With respect to Art. 283 of the Labor Code, the employer’s failure to comply with the notice requirement does not constitute a denial of due process but a mere failure to observe a procedure for the termination of employment which makes the termination of employment merely ineffectual.

Thus, only if the termination of employment is not for any of the causes provided by law is it illegal and, therefore, the employee should be reinstated and paid backwages.

In case of termination due to the installation of labor-saving devices or redundancy, the worker affected thereby shall be entitled to a separation pay equivalent to at least his one (1) month pay or to at least one month for every year of service, whichever is higher.
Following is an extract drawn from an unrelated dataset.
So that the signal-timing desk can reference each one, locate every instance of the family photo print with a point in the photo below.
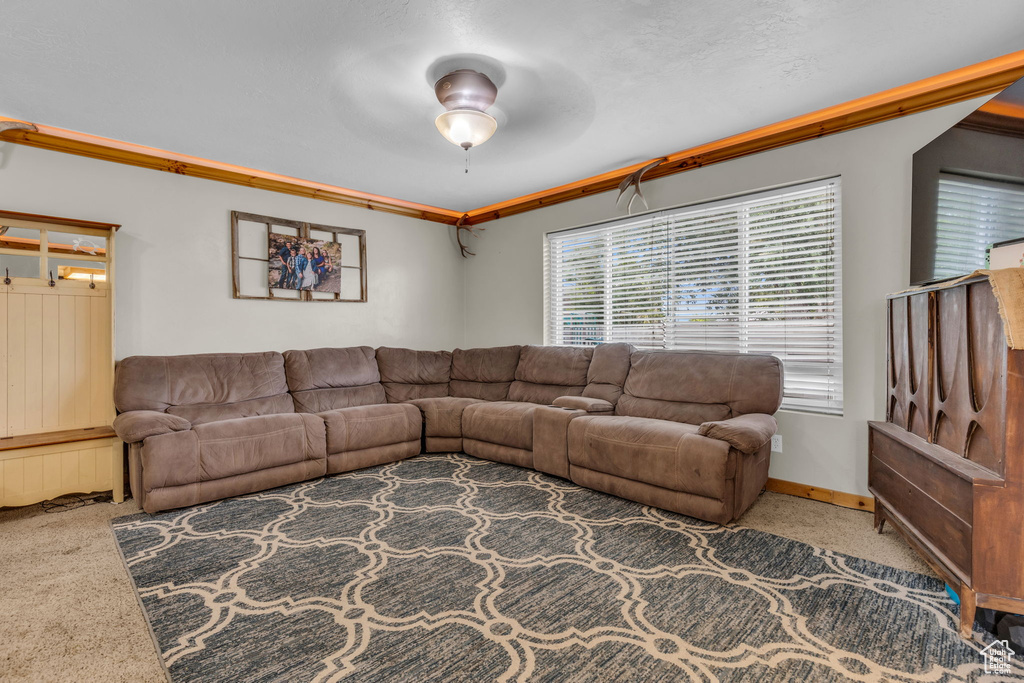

In case of retrenchment to prevent losses and in cases of closures or cessation of operations of establishment or undertaking not due to serious business losses or financial reverses, the separation pay shall be equivalent to one (1) month pay or at least one-half (1/2) month pay for every year of service, whichever is higher. A fraction of at least six months shall be considered one (1) whole year.

if in proceedings for reinstatement under Art. 283, it is shown that the termination of employment was due to an authorized cause, then the employee concerned should not be ordered reinstated even though there is failure to comply with the 30-day notice requirement. Instead, he must be granted separation pay in accordance with Art. 283

If the employee’s separation is without cause, instead of being given separation pay, he should be reinstated. In either case, whether he is reinstated or only granted separation pay, he should be paid full backwages if he has been laid off without written notice at least 30 days in advance.

On the other hand, with respect to dismissals for cause under Art. 282, if it is shown that the employee was dismissed for any of the just causes mentioned in said Art 282, then, in accordance with that article, he should not be reinstated. However, he must be paid backwages from the time his employment was terminated until it is determined that the termination of employment is for a just cause because the failure to hear him before he is dismissed renders the termination of his employment without legal effect.

Petitioner was given a notice of termination on October 11, 1991 and on the same day, his services were terminated.  Art. 283 also provides that to terminate the employment of an employee for any of the authorized causes the employer must serve “a written notice on the workers and the Department of Labor and Employment at least one (1) month before the intended date thereof.”

It is now settled that where the dismissal of one employee is in fact for a just and valid cause and is so proven to be but he is not accorded his right to due process, i.e., he was not furnished the twin requirements of notice and opportunity to be heard, the dismissal shall be upheld but the employer must be sanctioned for non-compliance with the requirements of, or for failure to observe, due process.”